La technique chirurgicale utilisée pour agrandir la vessie s’appelle la cystectomie supratrigonale. Celle-ci ne conserve qu’une petite portion de la vessie, le reste étant remplacé par du tissu intestinal. Cela permet d’accroître le volume de la vessie, de sorte qu’elle peut retenir plus d’urine, mais l’organe a souvent plus de difficulté à se vider à la suite de cette chirurgie. Pour compenser ce défaut, plusieurs femmes qui subissent cette intervention doivent apprendre à insérer un cathéter une ou deux fois par jour afin d’évacuer l’urine restante, ce qui augmente le risque d’infections de la vessie. De plus, puisque le tissu intestinal produit naturellement du mucus, l’écoulement de l’urine risque d’être obstrué et les patientes risquent d’avoir plus de difficulté à insérer leur cathéter (autocathétérisme).
Détournement urinaire
Au lieu de l’agrandissement de la vessie, on peut procéder à un détournement urinaire. Il s’agit d’utiliser une section du côlon pour rediriger l’écoulement d’urine vers un trou percé dans la paroi abdominale. Ce trou s’appelle une stomie. L’urine qui passe par ce trou s’accumule dans un sac à l’extérieur du corps. Cette intervention comporte un moindre risque de complications, mais peu de femmes trouvent attirante l’idée de porter un sac externe.

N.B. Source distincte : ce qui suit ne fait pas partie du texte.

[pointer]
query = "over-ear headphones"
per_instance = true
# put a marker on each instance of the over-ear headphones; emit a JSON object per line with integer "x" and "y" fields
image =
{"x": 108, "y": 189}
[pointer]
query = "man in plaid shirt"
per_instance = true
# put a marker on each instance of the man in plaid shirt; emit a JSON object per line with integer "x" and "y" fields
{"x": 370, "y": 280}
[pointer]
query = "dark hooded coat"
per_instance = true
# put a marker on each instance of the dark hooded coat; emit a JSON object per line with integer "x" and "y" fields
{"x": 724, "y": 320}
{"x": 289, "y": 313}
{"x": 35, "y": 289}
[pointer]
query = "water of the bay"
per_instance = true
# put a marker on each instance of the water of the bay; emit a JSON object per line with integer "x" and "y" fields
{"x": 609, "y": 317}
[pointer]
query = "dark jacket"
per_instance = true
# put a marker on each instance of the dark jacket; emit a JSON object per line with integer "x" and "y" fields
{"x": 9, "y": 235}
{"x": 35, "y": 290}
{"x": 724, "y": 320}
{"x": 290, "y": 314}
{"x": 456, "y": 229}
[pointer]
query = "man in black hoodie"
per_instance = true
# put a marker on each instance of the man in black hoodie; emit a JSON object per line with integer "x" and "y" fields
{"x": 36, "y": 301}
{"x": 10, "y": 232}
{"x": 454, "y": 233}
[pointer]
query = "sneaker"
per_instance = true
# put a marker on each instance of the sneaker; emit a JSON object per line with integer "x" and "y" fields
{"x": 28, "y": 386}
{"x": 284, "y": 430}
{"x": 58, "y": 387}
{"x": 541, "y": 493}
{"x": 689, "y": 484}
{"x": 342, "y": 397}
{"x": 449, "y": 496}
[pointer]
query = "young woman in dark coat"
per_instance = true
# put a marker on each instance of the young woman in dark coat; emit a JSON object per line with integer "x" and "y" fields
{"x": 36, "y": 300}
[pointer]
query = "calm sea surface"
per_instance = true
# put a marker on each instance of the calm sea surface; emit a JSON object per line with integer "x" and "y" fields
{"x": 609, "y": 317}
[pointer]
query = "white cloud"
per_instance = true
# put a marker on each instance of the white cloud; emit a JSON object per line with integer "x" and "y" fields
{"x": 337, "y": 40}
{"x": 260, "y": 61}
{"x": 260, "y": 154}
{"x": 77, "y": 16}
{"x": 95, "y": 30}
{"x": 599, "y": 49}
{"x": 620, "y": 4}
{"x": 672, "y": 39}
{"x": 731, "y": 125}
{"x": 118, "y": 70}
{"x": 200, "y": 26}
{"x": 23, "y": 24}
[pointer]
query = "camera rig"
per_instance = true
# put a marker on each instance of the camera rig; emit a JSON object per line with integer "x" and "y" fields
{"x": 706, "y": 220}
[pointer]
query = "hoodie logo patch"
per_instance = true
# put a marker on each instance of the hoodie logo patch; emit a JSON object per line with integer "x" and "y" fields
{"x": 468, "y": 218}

Une autre option consiste à créer une poche interne à côté de la paroi abdominale. Il s’agit d’une poche iléale (ou réservoir iléal). Cette poche est faite de tissu intestinal et comporte une petite stomie pour faciliter l’insertion d’un cathéter et la vidange de la poche. Quoique plus discrète qu’un sac externe, la poche iléale peut entraîner des complications, notamment un risque accru d’infection et de blocage causé par le mucus.